Implementing SL{A, I, O}s
Fri, Mar 19, 2021
2-minute read
This document was written by me, deba and prashant wrote this document for observability whitepaper written by CNCF’s sig-observability group.
Purpose
- Objective measure : Lets you measure quality of service and customer happiness
- Common Grammar: Provides common language between business, engineering and product folks
- Solves prioritisation: Provides quantitative measure of when to prioritise feature delivery vs engineering reliability tasks
- Accountability: Everyone understand business consequences of breaching the SLO
Definitions
- Service Level Indicator (SLI): An SLI is a service level indicator—a carefully defined quantitative measure of some aspect of the level of service that is provided.

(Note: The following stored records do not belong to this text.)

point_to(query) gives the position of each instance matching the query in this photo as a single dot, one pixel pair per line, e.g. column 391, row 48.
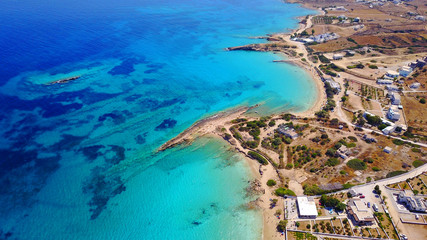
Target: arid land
column 336, row 146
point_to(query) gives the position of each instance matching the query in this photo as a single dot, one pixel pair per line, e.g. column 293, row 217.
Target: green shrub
column 398, row 142
column 373, row 120
column 271, row 183
column 332, row 162
column 281, row 227
column 311, row 190
column 324, row 59
column 356, row 164
column 258, row 157
column 416, row 150
column 353, row 139
column 417, row 163
column 284, row 191
column 395, row 173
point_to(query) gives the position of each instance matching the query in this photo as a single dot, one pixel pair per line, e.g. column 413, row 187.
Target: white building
column 416, row 204
column 387, row 149
column 334, row 85
column 361, row 214
column 405, row 71
column 287, row 131
column 393, row 114
column 392, row 88
column 384, row 81
column 388, row 130
column 415, row 85
column 306, row 207
column 395, row 98
column 421, row 18
column 392, row 74
column 337, row 56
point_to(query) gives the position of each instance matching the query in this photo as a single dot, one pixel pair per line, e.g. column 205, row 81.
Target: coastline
column 218, row 126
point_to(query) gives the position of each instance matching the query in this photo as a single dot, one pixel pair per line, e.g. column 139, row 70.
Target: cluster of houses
column 375, row 3
column 287, row 131
column 332, row 83
column 392, row 114
column 356, row 208
column 360, row 213
column 306, row 207
column 414, row 204
column 318, row 38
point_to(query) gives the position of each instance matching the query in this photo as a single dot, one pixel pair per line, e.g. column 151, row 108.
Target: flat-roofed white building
column 337, row 56
column 392, row 88
column 405, row 71
column 384, row 81
column 395, row 98
column 416, row 204
column 415, row 85
column 392, row 74
column 306, row 207
column 360, row 213
column 393, row 114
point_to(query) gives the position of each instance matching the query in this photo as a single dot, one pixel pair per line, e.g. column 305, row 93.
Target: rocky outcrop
column 255, row 188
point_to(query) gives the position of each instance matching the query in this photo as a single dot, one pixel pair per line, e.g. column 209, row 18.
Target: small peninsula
column 339, row 169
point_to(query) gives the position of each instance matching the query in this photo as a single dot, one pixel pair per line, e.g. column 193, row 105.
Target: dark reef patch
column 140, row 139
column 154, row 67
column 22, row 180
column 100, row 184
column 258, row 84
column 67, row 142
column 5, row 235
column 92, row 152
column 11, row 159
column 119, row 154
column 126, row 67
column 53, row 105
column 154, row 104
column 133, row 97
column 102, row 188
column 117, row 116
column 167, row 123
column 149, row 81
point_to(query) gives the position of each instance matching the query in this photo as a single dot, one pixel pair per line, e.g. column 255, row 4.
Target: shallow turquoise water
column 79, row 161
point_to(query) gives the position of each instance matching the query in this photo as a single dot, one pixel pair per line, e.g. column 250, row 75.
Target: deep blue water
column 79, row 161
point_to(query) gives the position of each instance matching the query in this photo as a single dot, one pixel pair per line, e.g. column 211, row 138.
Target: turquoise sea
column 79, row 160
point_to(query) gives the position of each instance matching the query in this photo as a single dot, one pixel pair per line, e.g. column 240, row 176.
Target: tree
column 271, row 182
column 377, row 190
column 373, row 120
column 281, row 227
column 360, row 122
column 340, row 207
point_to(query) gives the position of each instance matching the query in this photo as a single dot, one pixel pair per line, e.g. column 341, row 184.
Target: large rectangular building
column 360, row 213
column 416, row 204
column 306, row 207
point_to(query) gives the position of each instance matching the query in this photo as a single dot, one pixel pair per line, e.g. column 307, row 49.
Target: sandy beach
column 218, row 125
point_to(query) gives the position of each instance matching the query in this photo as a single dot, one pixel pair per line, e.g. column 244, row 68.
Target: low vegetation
column 356, row 164
column 258, row 157
column 284, row 192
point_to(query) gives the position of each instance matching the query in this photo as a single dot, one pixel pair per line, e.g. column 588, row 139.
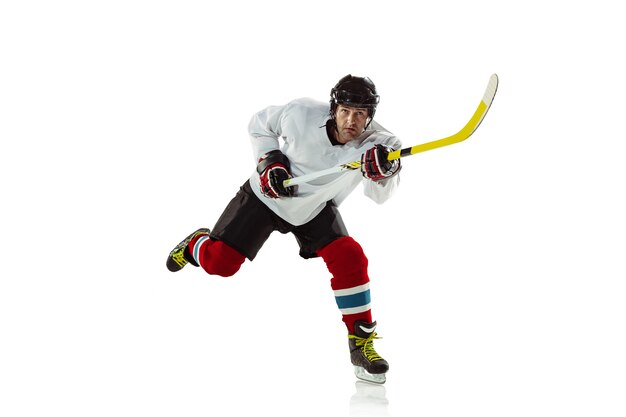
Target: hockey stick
column 460, row 136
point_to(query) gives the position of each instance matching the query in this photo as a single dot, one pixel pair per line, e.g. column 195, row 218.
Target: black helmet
column 354, row 92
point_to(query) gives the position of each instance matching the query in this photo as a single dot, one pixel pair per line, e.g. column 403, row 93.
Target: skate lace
column 367, row 346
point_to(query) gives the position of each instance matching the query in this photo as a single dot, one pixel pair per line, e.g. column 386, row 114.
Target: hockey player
column 298, row 138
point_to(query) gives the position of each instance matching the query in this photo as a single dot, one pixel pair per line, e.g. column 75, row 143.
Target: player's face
column 351, row 122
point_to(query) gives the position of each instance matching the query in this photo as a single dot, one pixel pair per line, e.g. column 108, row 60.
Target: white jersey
column 298, row 129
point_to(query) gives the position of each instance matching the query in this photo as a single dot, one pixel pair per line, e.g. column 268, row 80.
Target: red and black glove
column 274, row 168
column 376, row 167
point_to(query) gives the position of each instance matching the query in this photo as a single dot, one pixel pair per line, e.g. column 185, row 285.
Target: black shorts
column 246, row 223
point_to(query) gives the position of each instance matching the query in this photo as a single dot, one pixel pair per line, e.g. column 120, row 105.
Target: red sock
column 347, row 263
column 215, row 256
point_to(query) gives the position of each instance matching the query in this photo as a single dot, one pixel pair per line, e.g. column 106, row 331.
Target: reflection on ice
column 369, row 400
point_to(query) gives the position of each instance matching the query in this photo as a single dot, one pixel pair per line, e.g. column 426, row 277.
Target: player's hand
column 376, row 167
column 274, row 168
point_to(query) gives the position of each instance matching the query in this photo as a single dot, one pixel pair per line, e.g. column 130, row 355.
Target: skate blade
column 362, row 374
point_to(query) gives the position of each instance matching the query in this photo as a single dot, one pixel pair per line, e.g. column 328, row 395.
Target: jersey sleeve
column 265, row 130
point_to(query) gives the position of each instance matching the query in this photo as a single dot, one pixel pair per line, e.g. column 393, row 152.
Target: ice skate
column 368, row 365
column 180, row 256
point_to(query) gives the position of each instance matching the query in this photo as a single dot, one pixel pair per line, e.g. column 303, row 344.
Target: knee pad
column 345, row 258
column 221, row 259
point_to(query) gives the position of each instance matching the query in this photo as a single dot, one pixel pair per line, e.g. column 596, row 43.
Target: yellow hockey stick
column 460, row 136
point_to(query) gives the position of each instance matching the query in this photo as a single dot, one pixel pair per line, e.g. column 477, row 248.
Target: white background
column 497, row 269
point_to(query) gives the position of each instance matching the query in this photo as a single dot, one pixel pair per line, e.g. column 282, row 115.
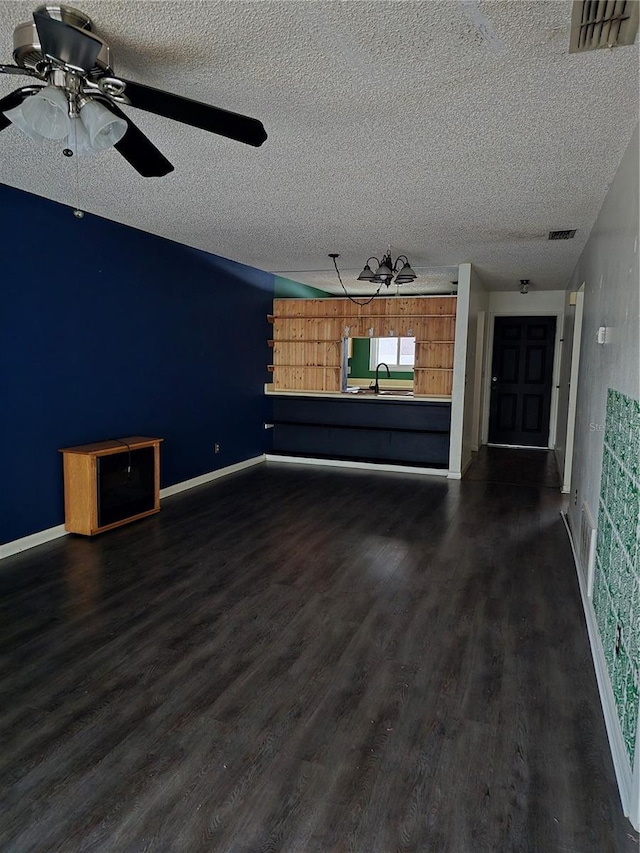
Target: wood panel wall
column 308, row 335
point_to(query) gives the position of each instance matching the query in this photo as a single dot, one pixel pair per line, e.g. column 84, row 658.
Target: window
column 398, row 353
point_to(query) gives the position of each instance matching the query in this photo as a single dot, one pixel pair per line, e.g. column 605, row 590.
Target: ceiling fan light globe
column 16, row 117
column 78, row 140
column 366, row 274
column 383, row 273
column 104, row 128
column 47, row 113
column 407, row 273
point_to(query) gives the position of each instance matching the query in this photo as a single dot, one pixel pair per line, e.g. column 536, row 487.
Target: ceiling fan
column 81, row 93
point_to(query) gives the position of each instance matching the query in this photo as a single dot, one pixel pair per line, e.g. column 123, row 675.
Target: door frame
column 533, row 311
column 573, row 391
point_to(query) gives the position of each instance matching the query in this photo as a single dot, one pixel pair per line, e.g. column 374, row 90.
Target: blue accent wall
column 107, row 331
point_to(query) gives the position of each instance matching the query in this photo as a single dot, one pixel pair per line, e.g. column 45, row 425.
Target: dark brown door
column 521, row 376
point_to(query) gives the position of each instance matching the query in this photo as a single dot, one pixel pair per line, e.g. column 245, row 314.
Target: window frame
column 374, row 358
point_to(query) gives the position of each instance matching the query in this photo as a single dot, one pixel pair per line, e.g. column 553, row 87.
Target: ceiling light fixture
column 387, row 271
column 50, row 113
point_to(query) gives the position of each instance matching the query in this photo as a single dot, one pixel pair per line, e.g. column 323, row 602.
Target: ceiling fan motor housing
column 27, row 51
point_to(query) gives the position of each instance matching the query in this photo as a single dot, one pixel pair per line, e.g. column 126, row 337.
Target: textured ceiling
column 453, row 131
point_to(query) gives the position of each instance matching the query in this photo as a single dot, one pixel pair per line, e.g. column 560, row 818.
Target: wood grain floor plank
column 300, row 659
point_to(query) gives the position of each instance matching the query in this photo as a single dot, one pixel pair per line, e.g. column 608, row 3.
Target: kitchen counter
column 350, row 395
column 402, row 430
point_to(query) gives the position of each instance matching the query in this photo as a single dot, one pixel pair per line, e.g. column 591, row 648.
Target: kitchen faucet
column 376, row 385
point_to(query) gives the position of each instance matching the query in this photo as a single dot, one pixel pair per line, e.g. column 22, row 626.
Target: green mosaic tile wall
column 616, row 590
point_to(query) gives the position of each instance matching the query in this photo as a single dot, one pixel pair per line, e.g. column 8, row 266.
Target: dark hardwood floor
column 520, row 466
column 307, row 659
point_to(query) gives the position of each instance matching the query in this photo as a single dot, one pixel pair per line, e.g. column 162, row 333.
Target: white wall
column 478, row 305
column 563, row 381
column 514, row 304
column 459, row 371
column 609, row 268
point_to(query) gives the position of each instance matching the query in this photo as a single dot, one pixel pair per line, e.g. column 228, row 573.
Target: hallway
column 309, row 660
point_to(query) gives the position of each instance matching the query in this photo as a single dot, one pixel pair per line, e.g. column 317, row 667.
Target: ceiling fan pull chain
column 78, row 213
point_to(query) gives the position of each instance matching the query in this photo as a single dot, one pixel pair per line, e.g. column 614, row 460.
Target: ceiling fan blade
column 17, row 69
column 215, row 120
column 139, row 151
column 66, row 43
column 14, row 100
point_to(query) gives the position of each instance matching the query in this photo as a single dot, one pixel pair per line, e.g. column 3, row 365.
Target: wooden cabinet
column 308, row 337
column 110, row 483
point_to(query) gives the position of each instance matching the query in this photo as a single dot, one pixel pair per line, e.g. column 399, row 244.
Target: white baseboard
column 31, row 541
column 212, row 475
column 627, row 785
column 42, row 536
column 367, row 466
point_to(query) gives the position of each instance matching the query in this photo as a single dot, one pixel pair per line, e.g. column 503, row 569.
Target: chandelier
column 388, row 271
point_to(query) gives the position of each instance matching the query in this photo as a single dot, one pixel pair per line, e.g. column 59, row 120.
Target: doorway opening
column 521, row 381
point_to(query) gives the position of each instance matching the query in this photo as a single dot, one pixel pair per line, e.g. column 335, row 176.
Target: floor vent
column 587, row 547
column 562, row 235
column 595, row 24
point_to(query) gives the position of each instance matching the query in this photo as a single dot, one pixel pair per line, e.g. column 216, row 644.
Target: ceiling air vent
column 562, row 235
column 603, row 23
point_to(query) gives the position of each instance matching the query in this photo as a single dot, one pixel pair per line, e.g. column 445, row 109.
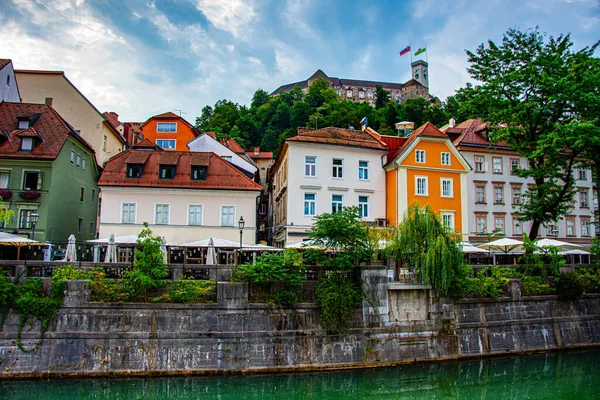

- Service Level Objective (SLO): An SLO is a service level objective: objective for how often you can afford for it to fail. a target value or range of values for a service level that is measured by an SLI
- Service Level Agreement (SLA): a business contract that includes consequences of violating the SLO. This is a targeted percentage
- Error budget: tolerance for failed events over a period of time determined by SLO. This is 100% minus the SLO
Implementation
Getting buy-in from business stakeholders
- In order for a proposed SLO to be useful and effective, you will need to get all stakeholders to agree to it.
- The product managers have to agree that this threshold is good enough for users—performance below this value is unacceptably low and worth spending engineering time to fix.
- The product developers need to agree that if the error budget has been exhausted, they will take some steps to reduce risk to users until the service is back in budget.
- The team responsible for the production environment who are tasked with defending this SLO have agreed that it is defensible without Herculean effort, excessive toil, and burnout—all of which are damaging to the long-term health of the team and service.